In Situ3 Workshop, 1 - 13 Oct 2019
In one weekend in July 2017, flames engulfed kilometre after kilometre of eucalyptus and pine forests across Spain and Portugal. The wildfires (due to lightning, increasing climate change or suspected pyromania) claimed the lives of 63 individuals in our region. Some were trapped whilst attempting to flee in their cars. Dozens were injured, and thousands evacuated from their homes. Many buildings were destroyed - including our large truck repair hall at Ponte d’ Arte, and with it a substantial amount of our artworks and possessions. (Portugal's biggest wildfire: 'We all thought we were going to die'. The Guardian video, 10 min.)
Have you ever lost something forever? Catastrophe challenges our very ability to make sense of our circumstances and face the future. According to the American philosopher and theorist Judith Butler (2003), following such an incident ”we are marked for life, and that mark is insuperable, irrecoverable. It becomes the condition by which life is risked, by which the question of whether one can move, and with whom, and in what way is framed and incited by the irreversibility of loss itself."

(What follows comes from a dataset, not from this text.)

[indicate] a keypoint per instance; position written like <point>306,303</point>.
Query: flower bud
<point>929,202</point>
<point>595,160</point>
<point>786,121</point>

Therefore, at Ponte d’ Arte, we decided to embrace risk, to rebuild, and to keep moving. Will you join us, two years after the fire, on Sunday 13 October, in an art gallery we have constructed out of the ruins? During this 12-day residency you are invited to create in situ artworks as a palimpsest, contextualising the event, the region and the resilience of its community. Participate in this recuperating region ‘over-writing’ the traces in the landscape and the numerous remnants of the inferno, whilst contemplating the most effective way to express the disaster and its recovery.

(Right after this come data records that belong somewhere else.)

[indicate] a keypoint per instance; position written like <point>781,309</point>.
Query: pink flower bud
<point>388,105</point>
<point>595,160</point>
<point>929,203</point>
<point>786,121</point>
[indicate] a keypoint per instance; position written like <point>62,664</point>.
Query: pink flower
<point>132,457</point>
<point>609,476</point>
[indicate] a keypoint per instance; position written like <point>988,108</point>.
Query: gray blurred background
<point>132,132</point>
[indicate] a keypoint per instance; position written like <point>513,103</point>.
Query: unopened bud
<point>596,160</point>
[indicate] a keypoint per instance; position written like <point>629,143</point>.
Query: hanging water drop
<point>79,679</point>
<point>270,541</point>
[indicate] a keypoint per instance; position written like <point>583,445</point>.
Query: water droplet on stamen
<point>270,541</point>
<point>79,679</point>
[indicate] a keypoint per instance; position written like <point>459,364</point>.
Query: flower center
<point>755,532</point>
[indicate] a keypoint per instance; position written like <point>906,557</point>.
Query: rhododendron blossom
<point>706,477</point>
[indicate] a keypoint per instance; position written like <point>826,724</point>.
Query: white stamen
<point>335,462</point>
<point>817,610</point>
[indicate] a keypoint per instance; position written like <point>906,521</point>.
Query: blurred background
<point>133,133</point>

Do you agree with Sigmund Freud that our self (ego) “is composed of the residues of its accumulated losses”? The postmodern feminist psychoanalyst Julia Kristeva  describes the difficult thoughts and feelings that persist when events like the fire of 2017 hit us. This melancholic return and re-confrontation with past loss makes possible the slow but eventual work of mourning.
New creative perspectives and exciting prospects are available on the premises and in the immediate neighbourhood. There are abundant residues and relics with palimpsest-like qualities waiting to be explored. The burnt debris and the ensuing rain has yielded astonishing hues, tints and textures, corrosive marks and congealed contorted shapes for you to discover.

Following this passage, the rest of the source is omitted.